Because The Internet
Childish Gambino
Dans le monde de l’athlétisme, on vénère les sprinters, ces machines de guerre qui dictent leur loi en moins de dix secondes chrono. Une belle bande d’éjaculateurs précoces qui carburent à l’esbroufe. Par contre, on n’a que peu d’égards pour ces vrais partisans du bel effort que sont les décathloniens. Des mecs qui ne brillent véritablement dans aucune des dix disciplines (en tout cas pas assez pour aller titiller les spécialistes), mais dont la prestation prise dans son ensemble est d’une telle exigence qu’elle mériterait un peu plus d’éloges. Et si à peu près tout le monde dans le rap jeu américain se rêve en Usain Bolt, un Childish Gambino s’amuse comme un petit fou dans son rôle de décathlonien désabusé. En effet, quand il ne revêt pas son costume de emcee, le bogoss de L.A. joue les scénaristes dans 30 Rock, donne dans le stand up ou apparaît dans des séries US de qualité – Community qu’il vient de quitter, ou l’improbable boyfriend républicain de Lena Dunham dans Girls. Un vrai 4x4 de l’entertainment comme on n’en fait pas assez.
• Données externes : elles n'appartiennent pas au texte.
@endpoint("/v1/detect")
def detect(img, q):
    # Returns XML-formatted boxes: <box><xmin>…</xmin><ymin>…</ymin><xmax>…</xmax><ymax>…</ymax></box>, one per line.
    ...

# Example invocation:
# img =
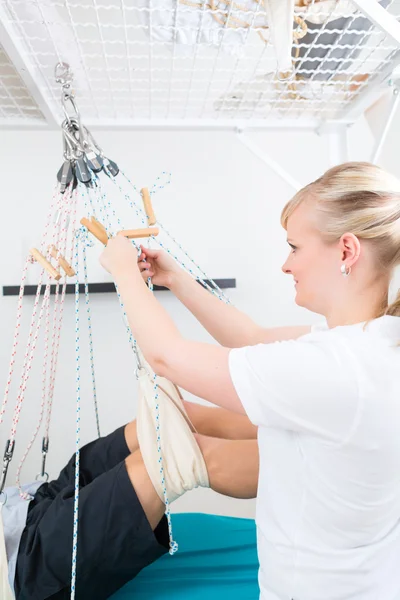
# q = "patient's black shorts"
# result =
<box><xmin>15</xmin><ymin>427</ymin><xmax>169</xmax><ymax>600</ymax></box>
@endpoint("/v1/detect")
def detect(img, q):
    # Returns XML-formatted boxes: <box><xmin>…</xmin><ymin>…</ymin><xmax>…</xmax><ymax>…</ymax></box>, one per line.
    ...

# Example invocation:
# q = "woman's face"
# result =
<box><xmin>282</xmin><ymin>202</ymin><xmax>344</xmax><ymax>315</ymax></box>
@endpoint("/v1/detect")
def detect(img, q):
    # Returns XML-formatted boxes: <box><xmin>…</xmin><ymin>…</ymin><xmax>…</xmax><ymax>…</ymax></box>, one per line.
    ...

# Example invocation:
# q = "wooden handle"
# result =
<box><xmin>140</xmin><ymin>188</ymin><xmax>157</xmax><ymax>225</ymax></box>
<box><xmin>117</xmin><ymin>227</ymin><xmax>160</xmax><ymax>240</ymax></box>
<box><xmin>90</xmin><ymin>217</ymin><xmax>108</xmax><ymax>237</ymax></box>
<box><xmin>50</xmin><ymin>246</ymin><xmax>75</xmax><ymax>277</ymax></box>
<box><xmin>29</xmin><ymin>248</ymin><xmax>61</xmax><ymax>281</ymax></box>
<box><xmin>81</xmin><ymin>217</ymin><xmax>108</xmax><ymax>246</ymax></box>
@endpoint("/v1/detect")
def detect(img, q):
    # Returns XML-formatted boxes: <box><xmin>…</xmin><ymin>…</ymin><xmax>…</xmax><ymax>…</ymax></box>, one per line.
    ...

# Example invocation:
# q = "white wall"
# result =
<box><xmin>0</xmin><ymin>122</ymin><xmax>394</xmax><ymax>517</ymax></box>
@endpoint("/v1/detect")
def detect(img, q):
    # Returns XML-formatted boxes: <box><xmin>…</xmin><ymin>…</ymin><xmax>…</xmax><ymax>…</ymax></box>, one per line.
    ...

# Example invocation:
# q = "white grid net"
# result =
<box><xmin>0</xmin><ymin>46</ymin><xmax>43</xmax><ymax>121</ymax></box>
<box><xmin>0</xmin><ymin>0</ymin><xmax>400</xmax><ymax>124</ymax></box>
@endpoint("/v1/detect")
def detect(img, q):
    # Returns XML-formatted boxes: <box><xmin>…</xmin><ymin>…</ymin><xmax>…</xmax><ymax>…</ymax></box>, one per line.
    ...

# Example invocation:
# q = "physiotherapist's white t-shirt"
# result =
<box><xmin>229</xmin><ymin>316</ymin><xmax>400</xmax><ymax>600</ymax></box>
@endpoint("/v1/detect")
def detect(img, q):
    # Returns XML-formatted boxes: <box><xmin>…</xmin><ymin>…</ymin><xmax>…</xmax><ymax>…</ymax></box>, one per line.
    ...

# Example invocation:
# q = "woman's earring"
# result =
<box><xmin>340</xmin><ymin>263</ymin><xmax>351</xmax><ymax>277</ymax></box>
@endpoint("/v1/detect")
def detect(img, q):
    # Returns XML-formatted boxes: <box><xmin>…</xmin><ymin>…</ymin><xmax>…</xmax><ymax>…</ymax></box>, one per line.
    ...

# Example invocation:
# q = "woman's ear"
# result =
<box><xmin>339</xmin><ymin>233</ymin><xmax>361</xmax><ymax>267</ymax></box>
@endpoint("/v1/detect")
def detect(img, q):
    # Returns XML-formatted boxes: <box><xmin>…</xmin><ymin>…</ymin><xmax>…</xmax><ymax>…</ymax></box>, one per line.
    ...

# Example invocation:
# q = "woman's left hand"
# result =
<box><xmin>100</xmin><ymin>235</ymin><xmax>138</xmax><ymax>279</ymax></box>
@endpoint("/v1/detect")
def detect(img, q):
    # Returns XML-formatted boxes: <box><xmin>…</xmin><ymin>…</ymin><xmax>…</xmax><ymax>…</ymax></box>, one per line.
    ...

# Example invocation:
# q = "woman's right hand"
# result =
<box><xmin>138</xmin><ymin>246</ymin><xmax>183</xmax><ymax>288</ymax></box>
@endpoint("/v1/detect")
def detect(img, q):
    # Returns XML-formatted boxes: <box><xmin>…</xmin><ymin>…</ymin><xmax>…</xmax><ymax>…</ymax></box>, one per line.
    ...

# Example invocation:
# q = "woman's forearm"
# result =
<box><xmin>170</xmin><ymin>272</ymin><xmax>261</xmax><ymax>348</ymax></box>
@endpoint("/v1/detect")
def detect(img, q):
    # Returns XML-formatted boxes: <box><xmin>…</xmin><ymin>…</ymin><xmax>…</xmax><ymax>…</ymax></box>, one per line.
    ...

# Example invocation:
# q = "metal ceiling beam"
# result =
<box><xmin>0</xmin><ymin>4</ymin><xmax>59</xmax><ymax>128</ymax></box>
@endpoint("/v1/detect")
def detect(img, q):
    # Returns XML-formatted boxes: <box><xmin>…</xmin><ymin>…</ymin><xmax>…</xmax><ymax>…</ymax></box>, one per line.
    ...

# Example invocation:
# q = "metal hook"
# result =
<box><xmin>0</xmin><ymin>440</ymin><xmax>15</xmax><ymax>495</ymax></box>
<box><xmin>36</xmin><ymin>436</ymin><xmax>49</xmax><ymax>481</ymax></box>
<box><xmin>61</xmin><ymin>90</ymin><xmax>81</xmax><ymax>128</ymax></box>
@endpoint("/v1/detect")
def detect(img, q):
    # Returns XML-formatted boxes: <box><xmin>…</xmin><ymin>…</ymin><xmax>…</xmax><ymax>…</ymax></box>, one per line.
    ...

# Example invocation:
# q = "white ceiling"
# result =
<box><xmin>0</xmin><ymin>0</ymin><xmax>400</xmax><ymax>127</ymax></box>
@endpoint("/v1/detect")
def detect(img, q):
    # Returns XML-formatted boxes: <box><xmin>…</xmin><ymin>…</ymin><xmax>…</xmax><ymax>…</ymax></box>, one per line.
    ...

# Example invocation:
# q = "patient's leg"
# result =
<box><xmin>126</xmin><ymin>432</ymin><xmax>258</xmax><ymax>530</ymax></box>
<box><xmin>184</xmin><ymin>400</ymin><xmax>257</xmax><ymax>440</ymax></box>
<box><xmin>125</xmin><ymin>400</ymin><xmax>257</xmax><ymax>453</ymax></box>
<box><xmin>195</xmin><ymin>434</ymin><xmax>259</xmax><ymax>498</ymax></box>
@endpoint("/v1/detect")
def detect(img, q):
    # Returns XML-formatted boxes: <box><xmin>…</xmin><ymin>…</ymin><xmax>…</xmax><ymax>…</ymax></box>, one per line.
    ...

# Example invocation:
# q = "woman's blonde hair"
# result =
<box><xmin>281</xmin><ymin>162</ymin><xmax>400</xmax><ymax>316</ymax></box>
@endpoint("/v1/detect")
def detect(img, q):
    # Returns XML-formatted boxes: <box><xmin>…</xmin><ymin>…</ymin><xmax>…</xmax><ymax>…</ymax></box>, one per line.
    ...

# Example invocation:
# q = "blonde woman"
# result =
<box><xmin>101</xmin><ymin>163</ymin><xmax>400</xmax><ymax>600</ymax></box>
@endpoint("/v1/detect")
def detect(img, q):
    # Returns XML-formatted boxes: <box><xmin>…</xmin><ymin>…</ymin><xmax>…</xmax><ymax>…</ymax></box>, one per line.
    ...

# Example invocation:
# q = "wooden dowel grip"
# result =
<box><xmin>140</xmin><ymin>188</ymin><xmax>157</xmax><ymax>225</ymax></box>
<box><xmin>117</xmin><ymin>227</ymin><xmax>160</xmax><ymax>240</ymax></box>
<box><xmin>50</xmin><ymin>246</ymin><xmax>75</xmax><ymax>277</ymax></box>
<box><xmin>29</xmin><ymin>248</ymin><xmax>61</xmax><ymax>281</ymax></box>
<box><xmin>81</xmin><ymin>217</ymin><xmax>108</xmax><ymax>246</ymax></box>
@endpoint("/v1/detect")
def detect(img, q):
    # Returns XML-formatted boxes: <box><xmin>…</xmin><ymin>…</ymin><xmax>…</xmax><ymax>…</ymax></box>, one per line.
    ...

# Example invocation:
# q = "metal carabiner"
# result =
<box><xmin>61</xmin><ymin>89</ymin><xmax>81</xmax><ymax>126</ymax></box>
<box><xmin>0</xmin><ymin>440</ymin><xmax>15</xmax><ymax>496</ymax></box>
<box><xmin>36</xmin><ymin>436</ymin><xmax>49</xmax><ymax>481</ymax></box>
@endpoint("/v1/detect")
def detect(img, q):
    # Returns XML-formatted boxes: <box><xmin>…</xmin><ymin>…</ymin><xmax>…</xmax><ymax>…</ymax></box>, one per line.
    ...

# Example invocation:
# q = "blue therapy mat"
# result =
<box><xmin>112</xmin><ymin>513</ymin><xmax>259</xmax><ymax>600</ymax></box>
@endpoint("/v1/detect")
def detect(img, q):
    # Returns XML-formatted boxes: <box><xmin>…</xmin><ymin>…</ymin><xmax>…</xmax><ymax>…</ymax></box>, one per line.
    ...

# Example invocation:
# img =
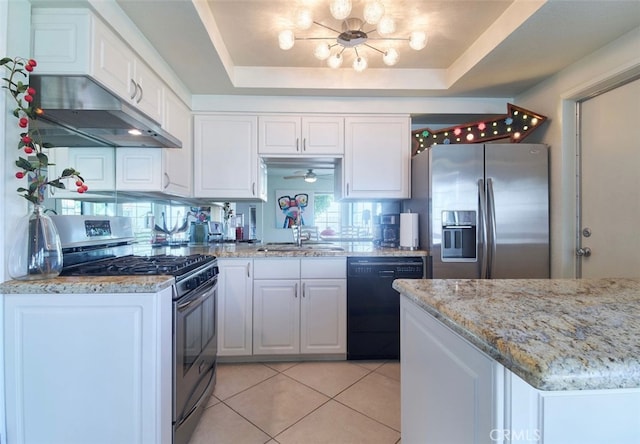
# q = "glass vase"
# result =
<box><xmin>9</xmin><ymin>205</ymin><xmax>62</xmax><ymax>281</ymax></box>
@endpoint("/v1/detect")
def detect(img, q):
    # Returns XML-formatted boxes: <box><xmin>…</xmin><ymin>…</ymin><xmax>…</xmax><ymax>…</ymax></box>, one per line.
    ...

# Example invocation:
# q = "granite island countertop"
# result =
<box><xmin>140</xmin><ymin>242</ymin><xmax>429</xmax><ymax>258</ymax></box>
<box><xmin>393</xmin><ymin>278</ymin><xmax>640</xmax><ymax>390</ymax></box>
<box><xmin>0</xmin><ymin>242</ymin><xmax>428</xmax><ymax>294</ymax></box>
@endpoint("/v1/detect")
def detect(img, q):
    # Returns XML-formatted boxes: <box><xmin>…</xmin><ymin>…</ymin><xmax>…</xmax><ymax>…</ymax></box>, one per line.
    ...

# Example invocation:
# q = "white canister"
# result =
<box><xmin>400</xmin><ymin>213</ymin><xmax>419</xmax><ymax>250</ymax></box>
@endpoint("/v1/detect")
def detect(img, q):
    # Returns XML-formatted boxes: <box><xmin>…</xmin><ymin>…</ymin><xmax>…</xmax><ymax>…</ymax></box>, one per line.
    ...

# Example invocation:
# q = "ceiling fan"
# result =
<box><xmin>284</xmin><ymin>168</ymin><xmax>330</xmax><ymax>183</ymax></box>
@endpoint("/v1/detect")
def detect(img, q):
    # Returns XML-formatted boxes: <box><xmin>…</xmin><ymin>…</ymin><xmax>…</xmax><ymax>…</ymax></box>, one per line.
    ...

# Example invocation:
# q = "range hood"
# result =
<box><xmin>29</xmin><ymin>75</ymin><xmax>182</xmax><ymax>148</ymax></box>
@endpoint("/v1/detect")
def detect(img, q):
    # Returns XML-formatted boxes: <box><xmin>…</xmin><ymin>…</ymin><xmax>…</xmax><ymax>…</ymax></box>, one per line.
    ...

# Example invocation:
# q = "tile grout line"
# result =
<box><xmin>207</xmin><ymin>361</ymin><xmax>402</xmax><ymax>443</ymax></box>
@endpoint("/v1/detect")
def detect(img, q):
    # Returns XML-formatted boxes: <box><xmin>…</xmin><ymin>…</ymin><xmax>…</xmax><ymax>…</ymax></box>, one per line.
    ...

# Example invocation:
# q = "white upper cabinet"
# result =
<box><xmin>115</xmin><ymin>148</ymin><xmax>168</xmax><ymax>192</ymax></box>
<box><xmin>32</xmin><ymin>8</ymin><xmax>165</xmax><ymax>125</ymax></box>
<box><xmin>193</xmin><ymin>115</ymin><xmax>267</xmax><ymax>200</ymax></box>
<box><xmin>47</xmin><ymin>148</ymin><xmax>116</xmax><ymax>199</ymax></box>
<box><xmin>253</xmin><ymin>257</ymin><xmax>347</xmax><ymax>356</ymax></box>
<box><xmin>341</xmin><ymin>116</ymin><xmax>411</xmax><ymax>199</ymax></box>
<box><xmin>258</xmin><ymin>115</ymin><xmax>344</xmax><ymax>156</ymax></box>
<box><xmin>162</xmin><ymin>91</ymin><xmax>193</xmax><ymax>197</ymax></box>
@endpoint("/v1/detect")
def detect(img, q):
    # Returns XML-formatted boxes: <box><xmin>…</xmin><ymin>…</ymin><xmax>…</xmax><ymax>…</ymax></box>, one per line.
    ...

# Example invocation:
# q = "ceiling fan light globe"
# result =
<box><xmin>278</xmin><ymin>29</ymin><xmax>296</xmax><ymax>51</ymax></box>
<box><xmin>382</xmin><ymin>48</ymin><xmax>400</xmax><ymax>66</ymax></box>
<box><xmin>329</xmin><ymin>0</ymin><xmax>351</xmax><ymax>20</ymax></box>
<box><xmin>313</xmin><ymin>43</ymin><xmax>331</xmax><ymax>60</ymax></box>
<box><xmin>327</xmin><ymin>54</ymin><xmax>342</xmax><ymax>69</ymax></box>
<box><xmin>377</xmin><ymin>16</ymin><xmax>396</xmax><ymax>35</ymax></box>
<box><xmin>409</xmin><ymin>31</ymin><xmax>427</xmax><ymax>51</ymax></box>
<box><xmin>364</xmin><ymin>0</ymin><xmax>384</xmax><ymax>25</ymax></box>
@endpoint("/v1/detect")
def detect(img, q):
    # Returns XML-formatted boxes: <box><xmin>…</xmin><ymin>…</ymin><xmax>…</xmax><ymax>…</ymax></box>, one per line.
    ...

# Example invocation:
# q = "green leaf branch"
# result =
<box><xmin>0</xmin><ymin>57</ymin><xmax>89</xmax><ymax>205</ymax></box>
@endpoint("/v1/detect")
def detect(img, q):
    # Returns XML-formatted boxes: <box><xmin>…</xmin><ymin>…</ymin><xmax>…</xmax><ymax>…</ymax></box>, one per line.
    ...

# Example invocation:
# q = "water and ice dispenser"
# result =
<box><xmin>442</xmin><ymin>211</ymin><xmax>478</xmax><ymax>262</ymax></box>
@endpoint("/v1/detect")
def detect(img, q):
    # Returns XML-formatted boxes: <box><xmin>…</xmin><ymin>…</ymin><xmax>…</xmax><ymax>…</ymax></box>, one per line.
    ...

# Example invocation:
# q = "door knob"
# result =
<box><xmin>576</xmin><ymin>247</ymin><xmax>591</xmax><ymax>257</ymax></box>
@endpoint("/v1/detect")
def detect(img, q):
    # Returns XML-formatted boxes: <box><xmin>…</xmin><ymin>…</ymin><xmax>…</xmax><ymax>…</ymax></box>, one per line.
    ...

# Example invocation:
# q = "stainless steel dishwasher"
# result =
<box><xmin>347</xmin><ymin>256</ymin><xmax>425</xmax><ymax>359</ymax></box>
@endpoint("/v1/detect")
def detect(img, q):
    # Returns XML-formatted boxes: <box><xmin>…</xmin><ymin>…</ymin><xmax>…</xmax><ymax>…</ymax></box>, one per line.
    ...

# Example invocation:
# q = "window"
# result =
<box><xmin>314</xmin><ymin>193</ymin><xmax>382</xmax><ymax>240</ymax></box>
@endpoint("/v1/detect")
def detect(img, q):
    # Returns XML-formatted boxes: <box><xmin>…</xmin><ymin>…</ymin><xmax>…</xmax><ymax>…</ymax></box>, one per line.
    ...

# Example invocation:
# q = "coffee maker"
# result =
<box><xmin>373</xmin><ymin>213</ymin><xmax>400</xmax><ymax>248</ymax></box>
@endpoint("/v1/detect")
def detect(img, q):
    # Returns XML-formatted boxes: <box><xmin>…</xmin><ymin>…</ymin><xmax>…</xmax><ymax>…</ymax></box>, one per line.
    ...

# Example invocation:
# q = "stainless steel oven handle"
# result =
<box><xmin>180</xmin><ymin>366</ymin><xmax>216</xmax><ymax>423</ymax></box>
<box><xmin>176</xmin><ymin>277</ymin><xmax>218</xmax><ymax>311</ymax></box>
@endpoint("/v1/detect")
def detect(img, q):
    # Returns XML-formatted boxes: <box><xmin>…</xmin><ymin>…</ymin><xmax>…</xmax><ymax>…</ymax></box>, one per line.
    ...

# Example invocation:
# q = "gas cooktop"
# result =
<box><xmin>61</xmin><ymin>254</ymin><xmax>216</xmax><ymax>278</ymax></box>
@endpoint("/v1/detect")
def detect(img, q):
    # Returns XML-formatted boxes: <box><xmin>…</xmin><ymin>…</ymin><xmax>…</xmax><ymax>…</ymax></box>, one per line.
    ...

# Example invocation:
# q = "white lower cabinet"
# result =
<box><xmin>400</xmin><ymin>297</ymin><xmax>502</xmax><ymax>444</ymax></box>
<box><xmin>47</xmin><ymin>147</ymin><xmax>116</xmax><ymax>199</ymax></box>
<box><xmin>217</xmin><ymin>258</ymin><xmax>253</xmax><ymax>356</ymax></box>
<box><xmin>253</xmin><ymin>258</ymin><xmax>347</xmax><ymax>355</ymax></box>
<box><xmin>400</xmin><ymin>296</ymin><xmax>640</xmax><ymax>444</ymax></box>
<box><xmin>2</xmin><ymin>288</ymin><xmax>173</xmax><ymax>444</ymax></box>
Malgré un premier album Camp souvent démonté par la critique, Donald Glover s’est construit une fan base très solide – il faut dire que ses premières compositions ne manquaient pas d’arguments à faire valoir, même si les ressemblances avec Lil Wayne étaient souvent un peu trop évidentes. Aujourd’hui, c’est tout auréolé d’une monstre crédibilité que l’Américain nous pond un deuxième disque dont le seul titre donne envie d’y jeter une oreille très attentive. Première constatation: c’est long. Une petite vingtaine de titres pour une heure de son – ce qui semble être un défaut récurrent des grosses sorties hip hop, incapables de faire le tri entre titres essentiels et remplissage. Après, ce n’est pas parce que c’est long, que ce n’est pas bon. Et sur Because The Internet, il y a de quoi y trouver son compte pour peu qu’on aime ce hip hop de gentils garçons qui ne prennent pas les femmes pour des biatches juste bonnes à leur sucer les boules et leur servir du Cristal. Un rap qui fait clairement les yeux doux à Drake et à l’omnipotente communauté hipster, un disque plein de sensibilité, en forme de psychothérapie, et agrémenté d’invités dont les seuls noms renvoient à des images de coolitude ou des brochures promotionnelles pour Urban Outfiters – le rookie Chance The Rapper, le crooner Miguel, l’exaspérante Azealia Banks, le bassite Thundercat ou le Suédois Ludovin, producteur du disque de HAIM. Y’a même Macklemore, présent sur l’un des tous meilleurs titres du disque, « Earth, The Oldest Computer (Last Night) »
En somme, Because The Internet est un disque qui va avant tout parler à ces gens qui n’écoutent du rap que parce qu’on en parle sur Pitchfork ou Stereogum,. Ce deuxième disque de Childish Gambino, c’est le genre d’objet auquel on a presque envie d’associer le qualificatif ‘pop’ avant de parler de hip hop. Un objet taillé sur mesure pour son époque. Pourtant, ce n’est pas un mauvais disque. Loin de là. On y trouve même un bon paquet de titres assez impeccables, sur lesquels s’exprime un artiste amateur de storytelling, qui a vraiment envie de prouver qu’il s’est donné les moyens de ses ambitions. Le pari est risqué, mais régulièrement réussi, même si l’essai aurait été réellement transformé si Because The Internet avait été raboté d’un bon quart d’heure. Mais voilà, on sait le décathlonien généreux dans l’effort. Et si les sprinteurs du rap game US n’ont pas trop de soucis à se faire à l’heure actuelle, si Childish Gambino venait un jour à prendre quelque peu ses distances par rapports aux courants dominants de son époque, on pourrait bien trouver en lui un grand artiste. Et un concurrent redoutable.